I hope that Perceptive Pumpkin can do the same, once we start getting our games out there.  Getting feedback and actually listening to it is one of the best ways to improve your product – we’ve both learned that lesson from many years working as developers for larger companies.

We each have our own ideas about what’s “fun” in a game – he likes Dwarf Fortress and Civilization, I like Bioshock and World of Warcraft.  He can play Rock Band and Mario games for weeks, I’ll spend endless hours on hidden object and tile matching “time wasters”.  Yet we both love games like Skyrim, Fallout 3, and Minecraft.  So we discuss and develop, tweak and test, then hand the game over to a younger cousin or older aunt, and discover a whole different side to a game we thought we knew inside and out.  Some developers might find that annoying, or frustrating – I think it’s amazing.

Tiffany

Objects in Space

Starting a gaming company while simultaneously starting a new blog about said company is a bit like fighting an epic boss battle while trying to listen to your spouse explain the video game publishing article he read this morning – you end up with a pile of loot and new insight into financial freedom! Just kidding. It’s actually very tricky to keep everything straight in your head, and sometimes you just don’t think you’re doing either thing properly.

I’ve never blogged before, and being a typical introverted geek- and gamer-girl, I’ve never particularly wanted to.

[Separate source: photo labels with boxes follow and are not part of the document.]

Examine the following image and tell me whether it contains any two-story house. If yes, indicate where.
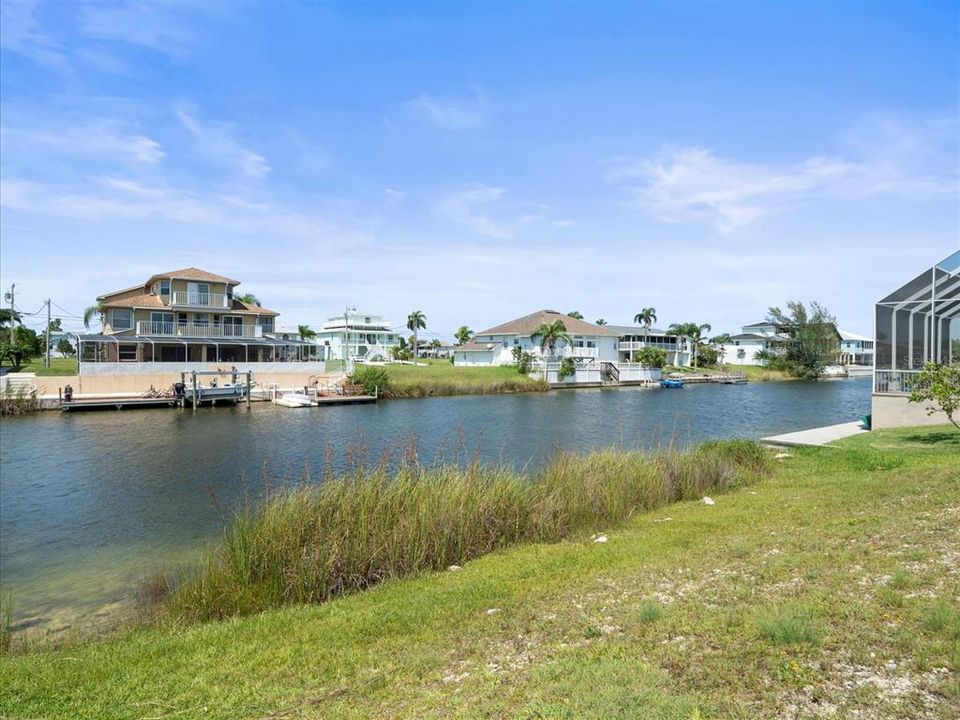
[79,267,309,371]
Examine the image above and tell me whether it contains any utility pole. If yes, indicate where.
[3,283,17,348]
[45,298,50,367]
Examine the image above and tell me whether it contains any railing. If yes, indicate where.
[873,370,920,395]
[137,321,263,339]
[170,291,230,308]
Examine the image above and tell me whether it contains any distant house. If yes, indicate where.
[453,310,620,384]
[873,250,960,428]
[77,267,311,375]
[604,325,690,366]
[718,321,790,365]
[314,310,401,362]
[837,329,873,367]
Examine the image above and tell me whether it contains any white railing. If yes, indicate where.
[170,291,230,308]
[873,370,920,395]
[137,321,263,339]
[617,340,677,351]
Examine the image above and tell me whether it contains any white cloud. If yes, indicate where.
[2,120,165,165]
[437,184,546,239]
[407,91,490,130]
[606,118,957,232]
[176,108,271,177]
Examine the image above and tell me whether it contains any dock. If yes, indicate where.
[760,420,870,447]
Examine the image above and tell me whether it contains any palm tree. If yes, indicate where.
[407,310,427,363]
[530,319,573,357]
[83,303,103,330]
[233,293,260,307]
[667,323,711,367]
[455,325,473,345]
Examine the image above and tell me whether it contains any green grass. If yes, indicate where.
[0,428,960,720]
[372,359,549,397]
[4,357,77,377]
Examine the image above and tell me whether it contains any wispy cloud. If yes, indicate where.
[407,90,490,130]
[0,0,69,71]
[437,184,546,239]
[2,120,166,165]
[175,108,271,177]
[606,113,957,232]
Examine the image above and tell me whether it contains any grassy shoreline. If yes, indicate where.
[0,428,960,720]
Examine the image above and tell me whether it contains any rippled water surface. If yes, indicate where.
[0,378,870,624]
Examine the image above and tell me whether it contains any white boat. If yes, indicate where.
[273,393,316,407]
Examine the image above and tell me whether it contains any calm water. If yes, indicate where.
[0,378,870,624]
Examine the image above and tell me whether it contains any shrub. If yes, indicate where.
[348,365,390,395]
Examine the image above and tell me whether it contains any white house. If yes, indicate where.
[604,325,690,365]
[453,310,620,384]
[717,321,790,365]
[314,309,400,362]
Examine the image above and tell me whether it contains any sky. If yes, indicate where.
[0,0,960,344]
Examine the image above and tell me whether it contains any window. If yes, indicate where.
[110,308,133,330]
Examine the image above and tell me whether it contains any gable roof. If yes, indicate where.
[476,310,620,337]
[144,267,240,285]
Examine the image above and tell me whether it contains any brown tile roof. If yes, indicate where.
[97,290,167,308]
[101,293,280,317]
[477,310,620,337]
[145,267,240,285]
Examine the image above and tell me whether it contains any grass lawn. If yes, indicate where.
[3,357,77,377]
[387,359,547,397]
[0,426,960,720]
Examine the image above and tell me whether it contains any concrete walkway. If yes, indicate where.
[760,420,870,446]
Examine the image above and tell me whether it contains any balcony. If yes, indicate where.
[137,322,263,340]
[170,291,230,310]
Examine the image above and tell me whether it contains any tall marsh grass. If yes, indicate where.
[162,441,769,621]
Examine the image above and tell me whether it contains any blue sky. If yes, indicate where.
[0,0,960,335]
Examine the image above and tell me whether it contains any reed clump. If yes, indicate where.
[162,442,769,621]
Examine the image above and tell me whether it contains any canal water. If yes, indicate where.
[0,378,870,629]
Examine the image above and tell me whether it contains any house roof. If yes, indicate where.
[477,310,620,337]
[100,293,280,316]
[453,342,500,352]
[603,325,667,337]
[144,267,240,285]
[837,328,873,342]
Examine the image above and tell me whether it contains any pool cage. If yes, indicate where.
[873,250,960,394]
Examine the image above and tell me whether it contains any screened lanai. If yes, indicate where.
[873,250,960,393]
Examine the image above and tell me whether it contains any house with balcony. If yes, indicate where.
[452,310,620,385]
[313,308,401,363]
[604,325,690,366]
[872,250,960,428]
[77,267,313,374]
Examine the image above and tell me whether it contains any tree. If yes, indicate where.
[83,303,104,330]
[0,327,43,368]
[407,310,427,362]
[910,362,960,430]
[455,325,473,345]
[766,300,840,378]
[530,319,573,357]
[233,293,261,307]
[633,308,657,350]
[667,323,712,367]
[57,337,77,357]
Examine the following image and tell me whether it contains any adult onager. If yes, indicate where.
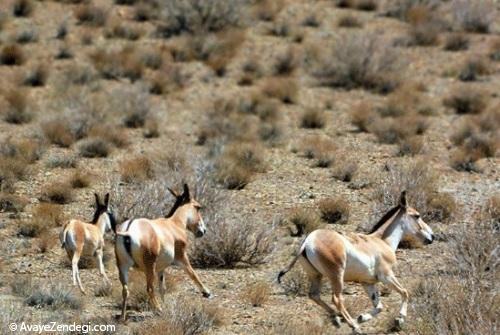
[59,193,116,294]
[115,184,211,321]
[278,192,434,332]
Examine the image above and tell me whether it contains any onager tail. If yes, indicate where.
[278,239,305,284]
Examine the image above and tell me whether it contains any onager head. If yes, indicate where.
[167,184,207,237]
[399,191,434,244]
[91,193,116,232]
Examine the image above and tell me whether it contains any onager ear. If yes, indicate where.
[399,190,408,208]
[183,183,191,200]
[167,187,180,198]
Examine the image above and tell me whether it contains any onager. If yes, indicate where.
[59,193,116,294]
[278,192,434,333]
[115,184,211,321]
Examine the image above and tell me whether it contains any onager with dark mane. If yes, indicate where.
[115,184,211,321]
[59,193,116,294]
[278,192,434,332]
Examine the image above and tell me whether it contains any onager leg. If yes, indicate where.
[300,258,340,327]
[71,248,85,294]
[179,253,212,298]
[382,273,409,326]
[95,249,111,285]
[330,270,359,333]
[358,285,383,323]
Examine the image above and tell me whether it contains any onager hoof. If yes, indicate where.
[332,315,341,328]
[394,317,405,330]
[358,314,373,323]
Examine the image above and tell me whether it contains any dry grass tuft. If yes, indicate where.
[40,182,73,204]
[300,108,326,129]
[286,207,321,236]
[318,197,350,224]
[120,155,154,183]
[310,33,401,93]
[302,135,336,168]
[0,44,26,66]
[243,281,271,307]
[443,87,488,114]
[2,89,33,124]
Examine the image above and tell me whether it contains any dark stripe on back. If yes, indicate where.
[370,205,401,234]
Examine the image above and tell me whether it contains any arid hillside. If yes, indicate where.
[0,0,500,335]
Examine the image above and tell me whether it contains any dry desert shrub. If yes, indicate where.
[444,33,469,51]
[262,77,299,104]
[156,0,246,38]
[302,135,336,168]
[120,155,154,183]
[252,0,285,21]
[300,108,326,129]
[286,207,321,236]
[242,281,271,307]
[337,14,363,28]
[12,0,34,17]
[372,160,457,225]
[443,86,488,114]
[318,197,350,224]
[2,89,33,124]
[0,44,26,66]
[141,298,223,335]
[11,277,83,310]
[74,4,108,27]
[452,0,495,33]
[68,169,91,188]
[40,182,73,204]
[458,57,490,81]
[309,33,401,93]
[410,206,500,335]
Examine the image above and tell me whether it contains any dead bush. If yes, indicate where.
[253,0,284,21]
[318,197,350,224]
[300,108,326,129]
[78,137,111,158]
[350,103,377,132]
[23,65,49,87]
[310,34,401,93]
[262,77,299,104]
[337,14,363,28]
[156,0,245,38]
[452,0,495,34]
[0,193,28,213]
[141,298,223,335]
[74,4,107,27]
[443,87,488,114]
[0,44,26,66]
[120,155,154,183]
[444,33,469,51]
[243,281,271,307]
[2,89,33,124]
[302,135,336,168]
[40,182,73,204]
[12,0,34,17]
[458,57,490,81]
[69,169,91,188]
[286,207,321,236]
[372,160,456,225]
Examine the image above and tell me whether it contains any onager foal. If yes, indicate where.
[59,193,116,294]
[278,192,434,332]
[115,184,211,321]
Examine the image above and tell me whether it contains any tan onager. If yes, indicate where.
[59,193,116,294]
[115,184,211,321]
[278,192,434,332]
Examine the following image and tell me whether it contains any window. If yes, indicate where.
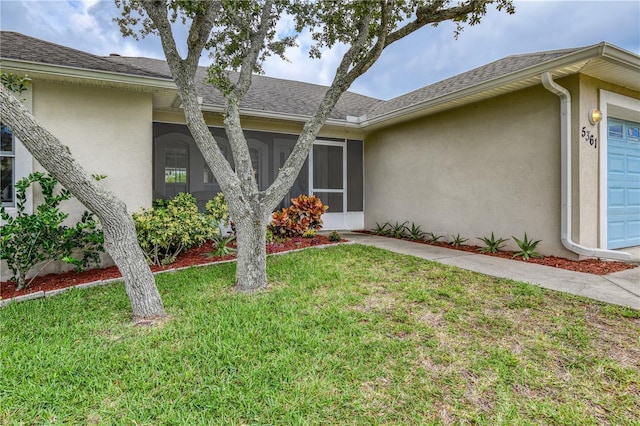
[0,124,16,207]
[164,142,189,198]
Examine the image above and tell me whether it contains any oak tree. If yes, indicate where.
[115,0,514,292]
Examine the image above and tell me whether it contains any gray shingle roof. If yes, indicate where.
[0,31,171,79]
[107,56,382,120]
[0,31,596,120]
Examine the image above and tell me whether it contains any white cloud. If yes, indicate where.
[0,0,640,99]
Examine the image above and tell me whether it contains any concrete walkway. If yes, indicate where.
[341,232,640,310]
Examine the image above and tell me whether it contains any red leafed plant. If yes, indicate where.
[269,195,329,238]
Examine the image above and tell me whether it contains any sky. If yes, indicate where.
[0,0,640,99]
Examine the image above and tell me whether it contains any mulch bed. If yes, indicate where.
[356,231,637,275]
[0,235,344,300]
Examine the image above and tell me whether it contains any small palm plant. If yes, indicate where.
[451,233,468,247]
[389,221,409,238]
[406,222,425,241]
[512,232,542,260]
[478,232,507,253]
[429,232,444,243]
[371,222,391,237]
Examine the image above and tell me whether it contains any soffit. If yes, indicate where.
[580,58,640,92]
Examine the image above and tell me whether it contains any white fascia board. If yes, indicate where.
[361,42,640,129]
[0,59,176,90]
[201,104,361,129]
[600,42,640,71]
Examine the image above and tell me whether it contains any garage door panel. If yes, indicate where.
[608,187,625,208]
[609,154,625,176]
[607,119,640,249]
[627,155,640,177]
[627,188,640,208]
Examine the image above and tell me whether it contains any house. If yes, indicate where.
[0,32,640,280]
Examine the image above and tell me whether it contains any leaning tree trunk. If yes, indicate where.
[0,86,166,321]
[235,207,267,293]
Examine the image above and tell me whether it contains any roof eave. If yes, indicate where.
[360,42,640,130]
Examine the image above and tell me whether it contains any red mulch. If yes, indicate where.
[0,235,344,299]
[357,231,637,275]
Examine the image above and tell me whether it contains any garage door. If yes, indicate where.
[607,119,640,249]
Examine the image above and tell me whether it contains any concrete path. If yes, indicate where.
[341,232,640,310]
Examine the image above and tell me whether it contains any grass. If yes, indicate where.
[0,245,640,425]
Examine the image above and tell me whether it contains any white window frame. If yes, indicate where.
[5,86,33,216]
[309,139,348,229]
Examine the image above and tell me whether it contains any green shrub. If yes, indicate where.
[0,172,104,289]
[133,193,220,265]
[512,232,542,260]
[205,192,229,226]
[211,234,238,256]
[329,231,342,243]
[268,195,329,238]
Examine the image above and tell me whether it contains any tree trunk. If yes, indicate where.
[235,205,267,293]
[0,85,166,321]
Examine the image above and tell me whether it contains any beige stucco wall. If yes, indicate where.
[0,80,153,280]
[33,81,152,218]
[365,86,574,257]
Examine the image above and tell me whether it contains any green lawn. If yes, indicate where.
[0,245,640,425]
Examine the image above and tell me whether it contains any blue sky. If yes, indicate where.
[0,0,640,99]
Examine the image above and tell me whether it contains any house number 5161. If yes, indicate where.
[581,127,598,149]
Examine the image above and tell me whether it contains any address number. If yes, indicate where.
[581,127,598,149]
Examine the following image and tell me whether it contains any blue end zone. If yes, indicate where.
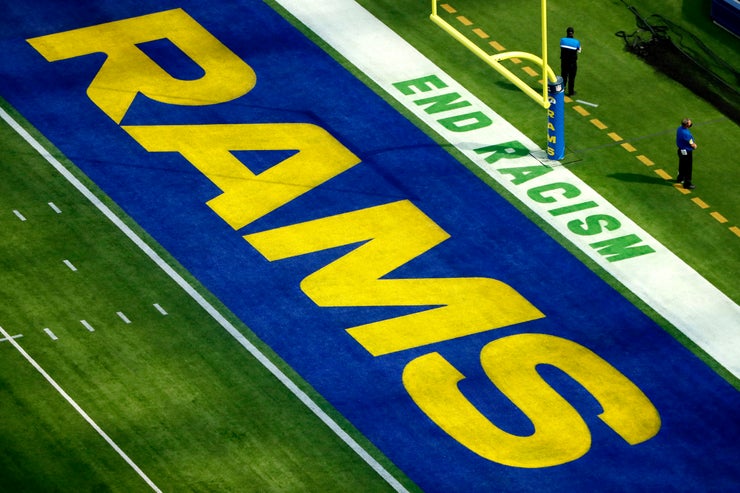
[0,1,740,492]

But I think we have a lot of great game ideas, and the best path to success means sharing those games and the process of creating them with the world. (that’s you) So I’ll fumble along on here, knowing nobody is reading, hoping somebody is, as we make progress with our first game and hopefully make it to a release date someday.

My plan is to design an interesting, professional site, and post interesting and professional things onto it, until we run out of ideas. So I’ll get to work on that design thing, and start posting tidbits about our first game as it progresses.